We reuse most of the code used for the MNIST digits classification in the notebook [Machine Learning Fundamentals](ml_fundamentals.ipynb) with the fully connected layers.

In [1]:
from tensorflow.keras.datasets import mnist
(train_images, train_labels), (test_images, test_labels) = mnist.load_data()
train_images = train_images.reshape((60000, 28, 28, 1))
train_images = train_images.astype("float32") / 255
test_images = test_images.reshape((10000, 28, 28, 1))
test_images = test_images.astype("float32") / 255

Downloading data from https://storage.googleapis.com/tensorflow/tf-keras-datasets/mnist.npz


We compile and fit the CNN model  

In [5]:
model.compile(optimizer="rmsprop", loss="sparse_categorical_crossentropy", metrics=["accuracy"])
model.fit(train_images, train_labels, epochs=5, batch_size=64)

Epoch 1/5
Epoch 2/5
Epoch 3/5
Epoch 4/5
Epoch 5/5


<keras.src.callbacks.History at 0x792256251930>

We perform an evaluation of the model's performances on the test set.
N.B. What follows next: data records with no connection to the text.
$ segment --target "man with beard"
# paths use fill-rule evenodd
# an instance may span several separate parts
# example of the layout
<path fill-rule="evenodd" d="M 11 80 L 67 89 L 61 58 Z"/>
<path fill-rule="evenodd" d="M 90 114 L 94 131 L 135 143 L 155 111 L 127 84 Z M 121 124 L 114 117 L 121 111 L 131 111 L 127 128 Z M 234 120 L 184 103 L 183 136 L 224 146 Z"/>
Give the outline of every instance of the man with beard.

We can see the our network with only three convolutional layers achieves a better performance than the fully connected model.

In [6]:
test_loss, test_acc = model.evaluate(test_images, test_labels)
print(f"Test accuracy: {test_acc:.3f}")

Test accuracy: 0.994


## The convolution operation
The difference between a dense layer and a convolutional layer is that a dense (fully connected) layer learns global patterns in an image, while a convolutional layer learns local patterns within small 2D windows that do not depend on their location in the image. In our convolutional layers we have used a window of size 3x3 pixels (kernel size). The advantages of using convolutional layers is that they learn patterns that are

* translational invariant
* hierarchically organized

An object can be learnt by the convolutional layer as made up of simpler objects such as circles and lines, wherever they appear in the same configuration. A convolutional layer is defined by its

* window (or kernel) size
* number of filters (or channels / feature maps)

Each kernel of size K x K is learnt so that the number of parameters to be learnt by a convolutional layer depends on the kernel size, the number of filters, and the way the kernel is moved over the feature maps, that is the padding and the stride.